Diagnosis of Congenital CMV Using PCR Performed on Formalin-fixed, Paraffin-embedded Placental Tissue. American journal of surgical pathology Folkins, A. K., Chisholm, K. M., Guo, F. P., McDowell, M., Aziz, N., Pinsky, B. A. 2013; 37 (9): 1413-1420


Congenital cytomegalovirus (CMV) infection may be asymptomatic until hearing loss manifests in childhood. Because diagnosis of congenital CMV requires viral detection within an infant's first 21 days of life, CMV polymerase chain reaction (PCR) on formalin-fixed, paraffin-embedded (FFPE) placental tissue provides a unique opportunity to identify congenital exposure in cases in which CMV is not initially suspected. To assess the utility of this approach, a database of all CMV cultures performed from July 2001 to March 2012 was used to identify infants in whom urine CMV cultures were obtained within 100 days of life. Corresponding placentas were then identified through the pathology database. The database was also queried to identify placentas in which CMV immunohistochemical analysis had been performed.

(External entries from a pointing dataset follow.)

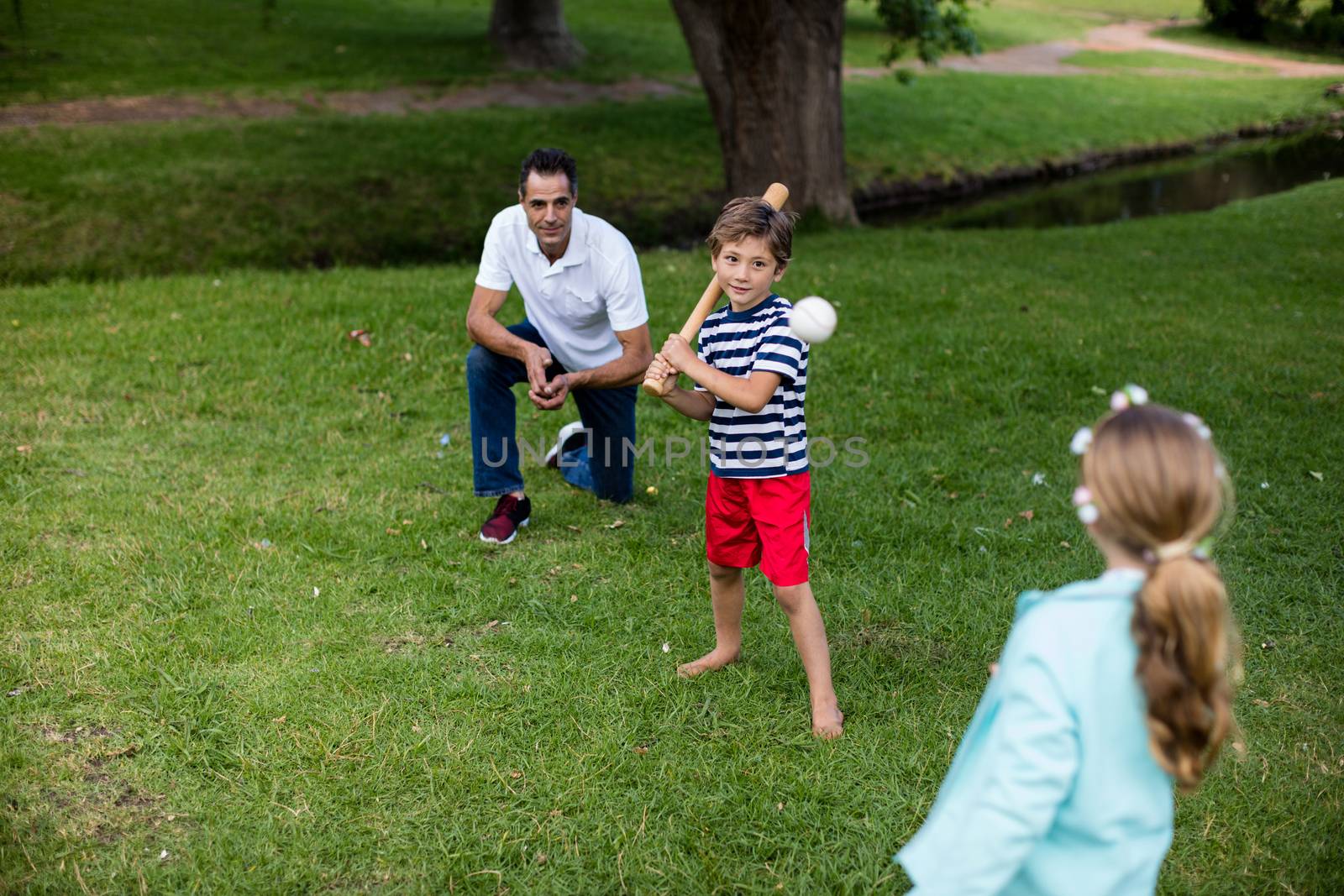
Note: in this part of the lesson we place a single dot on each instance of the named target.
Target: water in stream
(1183, 186)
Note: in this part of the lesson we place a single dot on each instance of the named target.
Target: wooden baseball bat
(776, 195)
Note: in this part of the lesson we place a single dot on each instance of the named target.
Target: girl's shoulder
(1112, 586)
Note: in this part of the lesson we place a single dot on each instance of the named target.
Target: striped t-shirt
(773, 443)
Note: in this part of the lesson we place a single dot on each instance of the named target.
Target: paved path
(1030, 60)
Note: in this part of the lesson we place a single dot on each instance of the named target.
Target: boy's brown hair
(754, 217)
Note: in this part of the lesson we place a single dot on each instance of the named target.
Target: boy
(750, 375)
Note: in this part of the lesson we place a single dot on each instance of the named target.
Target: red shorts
(759, 521)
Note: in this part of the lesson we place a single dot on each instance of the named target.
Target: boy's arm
(749, 392)
(698, 406)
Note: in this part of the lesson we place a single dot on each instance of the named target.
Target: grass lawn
(1158, 60)
(253, 644)
(89, 49)
(316, 190)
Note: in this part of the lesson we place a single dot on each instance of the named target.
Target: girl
(1106, 689)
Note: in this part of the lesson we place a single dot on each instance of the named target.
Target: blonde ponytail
(1159, 490)
(1182, 627)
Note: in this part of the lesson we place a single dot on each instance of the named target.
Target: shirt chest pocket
(581, 305)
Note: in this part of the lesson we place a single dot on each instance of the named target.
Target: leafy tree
(772, 70)
(531, 34)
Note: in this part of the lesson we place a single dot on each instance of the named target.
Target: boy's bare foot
(827, 723)
(709, 663)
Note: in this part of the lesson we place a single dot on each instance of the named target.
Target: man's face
(549, 203)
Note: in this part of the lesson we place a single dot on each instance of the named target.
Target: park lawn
(1158, 60)
(255, 645)
(82, 49)
(1202, 36)
(320, 190)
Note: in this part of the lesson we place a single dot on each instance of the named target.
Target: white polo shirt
(578, 302)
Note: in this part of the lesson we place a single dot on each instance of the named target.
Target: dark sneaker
(510, 513)
(570, 437)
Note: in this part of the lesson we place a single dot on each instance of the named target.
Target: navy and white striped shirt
(773, 443)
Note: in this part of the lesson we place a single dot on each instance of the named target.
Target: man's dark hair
(549, 161)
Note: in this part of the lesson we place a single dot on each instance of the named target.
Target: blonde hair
(754, 217)
(1160, 490)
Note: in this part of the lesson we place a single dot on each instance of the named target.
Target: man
(585, 333)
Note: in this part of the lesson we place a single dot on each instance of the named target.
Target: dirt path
(1126, 36)
(1030, 60)
(1129, 36)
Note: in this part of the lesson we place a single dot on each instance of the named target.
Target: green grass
(319, 190)
(92, 49)
(82, 49)
(1158, 60)
(1202, 36)
(248, 620)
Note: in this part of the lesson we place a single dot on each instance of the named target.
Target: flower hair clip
(1129, 396)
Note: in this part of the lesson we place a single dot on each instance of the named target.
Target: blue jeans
(604, 466)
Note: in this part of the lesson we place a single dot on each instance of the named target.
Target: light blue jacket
(1053, 789)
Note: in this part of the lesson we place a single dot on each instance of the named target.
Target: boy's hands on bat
(678, 352)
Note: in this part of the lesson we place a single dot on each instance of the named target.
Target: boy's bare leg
(727, 595)
(810, 636)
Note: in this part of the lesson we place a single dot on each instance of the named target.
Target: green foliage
(1278, 22)
(324, 190)
(1326, 27)
(932, 27)
(230, 667)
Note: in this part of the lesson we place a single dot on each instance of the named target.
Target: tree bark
(772, 73)
(531, 34)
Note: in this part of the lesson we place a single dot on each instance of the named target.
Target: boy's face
(746, 270)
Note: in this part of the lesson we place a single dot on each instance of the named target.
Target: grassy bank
(84, 49)
(253, 644)
(333, 190)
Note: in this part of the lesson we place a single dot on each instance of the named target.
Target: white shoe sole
(561, 438)
(510, 537)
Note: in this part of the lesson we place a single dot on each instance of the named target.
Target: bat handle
(658, 389)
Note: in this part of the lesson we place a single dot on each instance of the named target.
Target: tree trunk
(772, 74)
(531, 34)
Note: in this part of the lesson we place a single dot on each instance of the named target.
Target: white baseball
(812, 320)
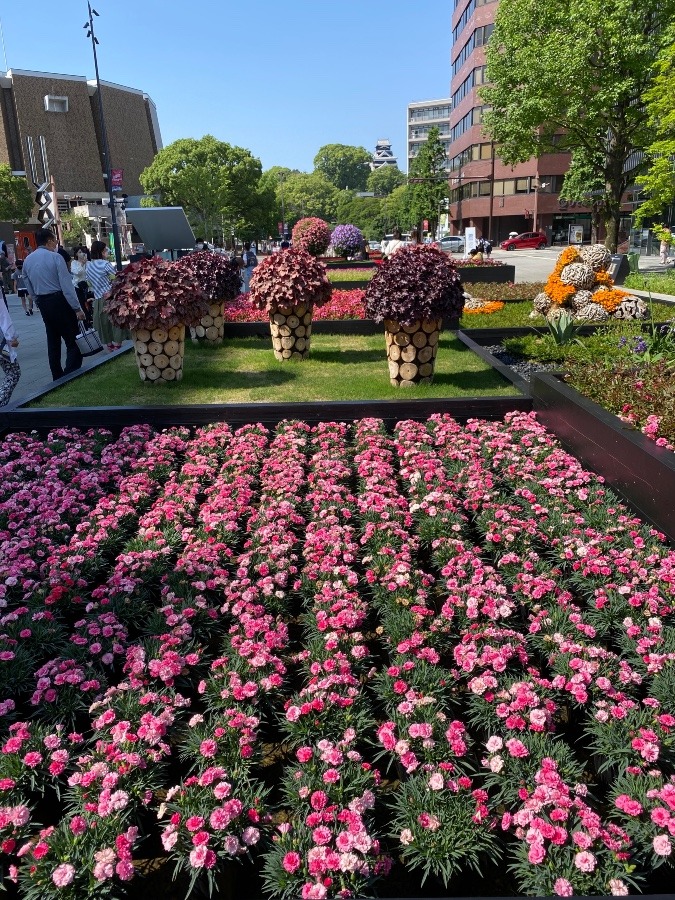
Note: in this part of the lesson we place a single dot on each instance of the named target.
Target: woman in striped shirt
(100, 274)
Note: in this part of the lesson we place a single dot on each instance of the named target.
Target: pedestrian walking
(78, 271)
(249, 262)
(47, 280)
(8, 358)
(22, 293)
(100, 275)
(664, 246)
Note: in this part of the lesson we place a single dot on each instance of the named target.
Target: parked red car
(531, 239)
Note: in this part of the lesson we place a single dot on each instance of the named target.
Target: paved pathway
(531, 265)
(32, 351)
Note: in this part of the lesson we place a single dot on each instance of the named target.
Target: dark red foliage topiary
(288, 278)
(154, 293)
(217, 275)
(416, 282)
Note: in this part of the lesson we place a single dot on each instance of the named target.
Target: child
(24, 296)
(8, 361)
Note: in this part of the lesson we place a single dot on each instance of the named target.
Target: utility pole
(104, 141)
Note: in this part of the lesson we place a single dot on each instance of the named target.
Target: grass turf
(244, 370)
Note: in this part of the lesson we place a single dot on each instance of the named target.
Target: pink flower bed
(342, 305)
(453, 643)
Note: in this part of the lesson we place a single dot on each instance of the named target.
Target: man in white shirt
(50, 284)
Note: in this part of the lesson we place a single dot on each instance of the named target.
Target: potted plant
(412, 292)
(312, 235)
(155, 300)
(288, 285)
(220, 280)
(346, 240)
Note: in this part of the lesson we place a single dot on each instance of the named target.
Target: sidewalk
(32, 351)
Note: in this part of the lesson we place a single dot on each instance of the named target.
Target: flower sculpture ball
(581, 284)
(289, 278)
(217, 275)
(154, 293)
(346, 240)
(417, 282)
(312, 235)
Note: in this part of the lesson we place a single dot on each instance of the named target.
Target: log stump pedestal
(159, 353)
(291, 328)
(211, 326)
(411, 351)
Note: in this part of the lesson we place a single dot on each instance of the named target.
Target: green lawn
(244, 370)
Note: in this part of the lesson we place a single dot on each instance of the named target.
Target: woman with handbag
(100, 275)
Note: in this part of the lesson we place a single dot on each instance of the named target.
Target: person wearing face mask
(100, 275)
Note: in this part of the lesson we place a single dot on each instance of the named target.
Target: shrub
(312, 235)
(416, 282)
(154, 293)
(289, 278)
(217, 276)
(346, 240)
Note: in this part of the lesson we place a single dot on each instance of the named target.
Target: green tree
(213, 181)
(309, 195)
(367, 213)
(429, 180)
(343, 166)
(397, 209)
(16, 198)
(659, 180)
(383, 180)
(75, 228)
(573, 80)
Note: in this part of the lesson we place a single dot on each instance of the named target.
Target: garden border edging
(632, 464)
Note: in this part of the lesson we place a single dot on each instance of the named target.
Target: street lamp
(536, 187)
(104, 140)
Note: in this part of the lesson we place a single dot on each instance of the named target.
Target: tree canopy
(570, 76)
(383, 180)
(659, 180)
(213, 181)
(16, 198)
(309, 195)
(429, 180)
(344, 166)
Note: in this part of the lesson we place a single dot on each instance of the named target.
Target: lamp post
(104, 141)
(536, 187)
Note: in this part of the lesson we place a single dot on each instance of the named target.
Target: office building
(485, 192)
(423, 115)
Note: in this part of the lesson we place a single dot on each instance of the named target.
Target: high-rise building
(485, 192)
(383, 155)
(423, 115)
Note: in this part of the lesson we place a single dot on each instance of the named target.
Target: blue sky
(280, 79)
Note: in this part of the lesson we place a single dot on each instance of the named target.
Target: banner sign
(117, 177)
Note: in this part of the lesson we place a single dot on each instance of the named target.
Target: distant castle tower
(383, 155)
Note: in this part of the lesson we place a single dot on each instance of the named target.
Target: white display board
(576, 234)
(469, 240)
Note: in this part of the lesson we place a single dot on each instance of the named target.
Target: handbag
(88, 341)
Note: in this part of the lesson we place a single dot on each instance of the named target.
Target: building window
(55, 104)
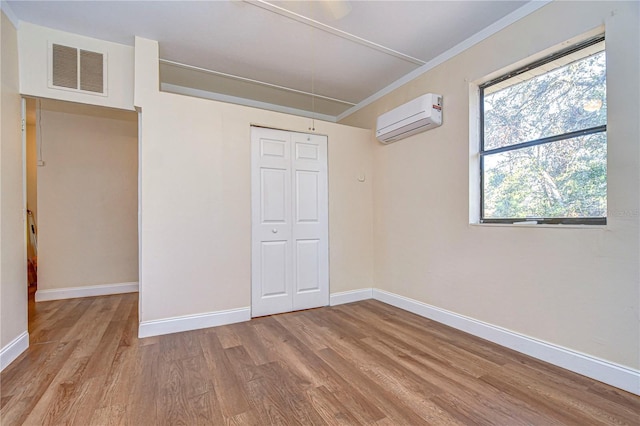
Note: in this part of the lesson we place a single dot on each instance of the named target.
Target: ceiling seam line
(250, 80)
(205, 94)
(332, 30)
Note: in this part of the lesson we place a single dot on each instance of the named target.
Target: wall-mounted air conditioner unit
(418, 115)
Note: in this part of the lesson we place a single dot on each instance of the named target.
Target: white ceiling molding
(4, 6)
(329, 29)
(188, 91)
(236, 77)
(457, 49)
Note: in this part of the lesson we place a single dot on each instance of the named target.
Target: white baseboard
(193, 322)
(88, 291)
(350, 296)
(613, 374)
(13, 350)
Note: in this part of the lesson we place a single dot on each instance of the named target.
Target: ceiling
(277, 54)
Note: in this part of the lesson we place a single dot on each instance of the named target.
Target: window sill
(539, 225)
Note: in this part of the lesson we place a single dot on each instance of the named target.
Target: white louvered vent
(77, 69)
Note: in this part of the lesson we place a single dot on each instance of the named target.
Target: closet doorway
(290, 232)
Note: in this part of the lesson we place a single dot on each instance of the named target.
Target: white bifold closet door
(290, 229)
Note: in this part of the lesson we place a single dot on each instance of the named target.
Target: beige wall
(13, 261)
(87, 196)
(196, 199)
(577, 288)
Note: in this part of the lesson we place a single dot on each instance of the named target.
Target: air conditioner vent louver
(77, 69)
(65, 66)
(91, 70)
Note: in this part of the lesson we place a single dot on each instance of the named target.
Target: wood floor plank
(363, 363)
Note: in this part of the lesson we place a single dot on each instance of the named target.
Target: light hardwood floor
(362, 363)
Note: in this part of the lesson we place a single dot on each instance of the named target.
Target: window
(543, 148)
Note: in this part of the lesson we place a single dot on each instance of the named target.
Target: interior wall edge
(13, 350)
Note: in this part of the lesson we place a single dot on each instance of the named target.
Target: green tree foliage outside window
(544, 147)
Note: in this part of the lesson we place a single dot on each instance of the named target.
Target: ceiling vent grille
(77, 69)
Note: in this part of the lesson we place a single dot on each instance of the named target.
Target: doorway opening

CMV PCR was positive in FFPE placental tissue from 100% (5/5) of cases in which the first urine culture collected before the first 21 days of life was positive. Placentas from 20 infants with negative CMV urine cultures were CMV PCR negative. Interestingly, CMV was detected in 12.5% (1/8) of placentas in which the first CMV-positive urine culture was collected after the first 21 days of life. Furthermore, 4% (1/26) of placentas with chronic villitis by histology (no urine cultures available) were CMV PCR positive. In the 10 CMV PCR-positive placentas, including 3 cases of fetal demise, CMV immunohistochemistry was positive in just 6 cases. These results suggest that the confirmation of CMV exposure in utero by PCR of FFPE placental tissue provides a useful adjunct to histologic evaluation and may identify infants requiring close clinical follow-up.